All the drama in this section of “Here I Am” is about the lives we cannot see, which may or may not exist and whose existence is entirely dependent upon us. This happens most concretely in “Other Life,” the video game Sam uses to escape the realities of adolescence. There, he feels in control of life, despite the many ways in which his life is out of control. His parents struggle to understand. They call his experience with the game “playing,” though for Sam it is “life,” rather than “play.” Neither Jacob nor Julia recognize the other life in their own lives, as they dodge reality just as much as their son. When Jacob tries to enter “Other Life” to better understand what Sam is drawn to, he accidentally kills off Sam’s avatar (or video game alter ego), echoing the way all of their lives are going off the rails.

It’s not that I think the lives we see before us are the only lives we can lead or the only ways we can experience reality. In 16b-17a of Talmud Tractate Ketubot, we read how our rabbis answered the question, “How does one dance before the bride?”

“The House of Shammai said, ‘The bride as she is.’ And the House of Hillel said, ‘A beautiful and graceful bride.’ The House of Shammai said to the House of Hillel: ‘If she is lame or blind, does one still say ‘a beautiful and graceful bride’? For the Torah says, ‘Keep away from a lie.’”
—Exodus 23:7

The House of Hillel said to the House of Shammai: “According to your words, if someone makes a bad purchase in the market, should one praise it in front of him or denigrate it? Surely one should praise it before him.” Therefore, the sages said, “One should always have a pleasing disposition in front of other people.”
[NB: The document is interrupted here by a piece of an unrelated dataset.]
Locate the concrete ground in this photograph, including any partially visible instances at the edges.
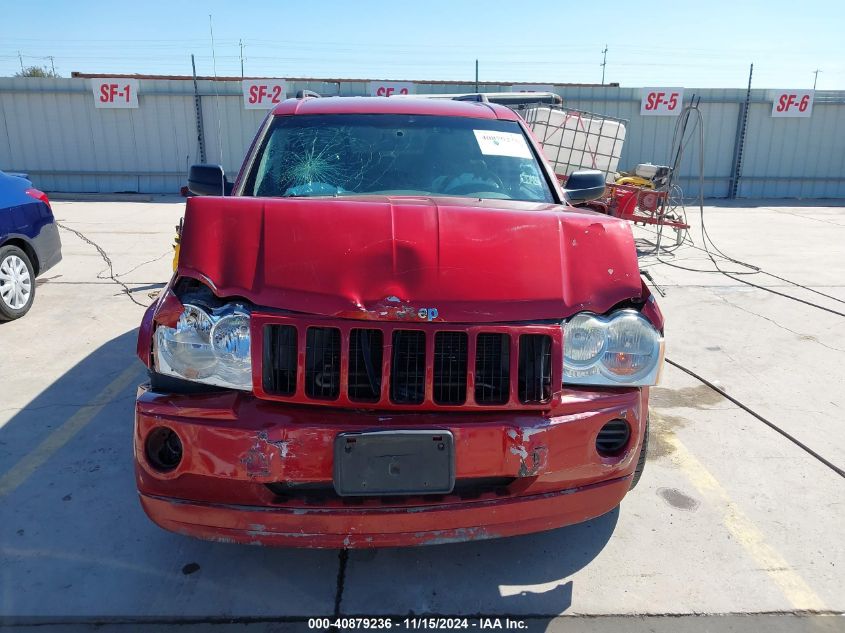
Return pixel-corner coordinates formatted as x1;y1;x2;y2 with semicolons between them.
0;197;843;632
Jewish tradition considers telling the truth to be an essential virtue (“Thou shalt not bear false witness against thy neighbor” is one of our top 10), and yet this Talmudic story seems to call that value into question, or at least softens its edges. Is it dishonest to tell the bride she is beautiful? Hillel is not saying it’s OK to lie, but rather that all brides, as a category, are beautiful. To say otherwise would serve no purpose other than to cause pain. In “Here I Am” and in our own lives, we are grappling with the relationship between truth and fiction.

We are in an unprecedented era of “alternative facts.” When you are referring to a conflict over verifiable information, there can be no such thing, but spin and data interpretation are far less clear. We now know that two narratives can co-exist and be equally true for the people who own them (check out novelist Chimamanda Ngozi Adichie’s amazing TED Talk, “The Danger of a Single Story”). Multiple narratives can represent pieces of a greater whole, true for those who have experienced their own, but incomplete without the rest of the picture. Just because you can’t see it doesn’t mean it isn’t there. It’s a delicate balance. Seeing the world as we want it to be, rather than as it is, can help us aspire to do something great. If we are lost in an alternate reality, though, the world as we know it will suffer, and just like the Bloch clan, so will we.

Which world to choose? It’s in your hands.

Who in this book is using alternate reality as a roadmap to improvement? Who’s just trying to escape? If you could give any of these characters advice, what would you say? Share your thoughts below!

Glossary of References

Have questions about any of the terms or references used in the book? Please let us know in the comments. Here are four references from Section II you may have wondered about:

Other Life (page 16)
Other Life” is a massive multiplayer online role-playing game, similar to “Second Life” and “Minecraft.”

Antietam (page 131)
Antietam is a Civil War battlefield where the bloodiest one-day battle in U.S. history took place. The Union emerged victorious, granting President Abraham Lincoln the leverage to issue the Emancipation Proclamation.

Talmud (page 134)

The Talmud is a foundational compendium of Jewish law, compiled over the course of three centuries, roughly 200 CE through 500 CE.

Franz Rosenzweig (page 154)

Franz Rosenzweig was a late 19th-century German Jewish philosopher. On the verge of converting to Christianity, he is said to have been so moved by hearing the melodies of “Kol Nidre” on Yom Kippur that he found his way back to Judaism.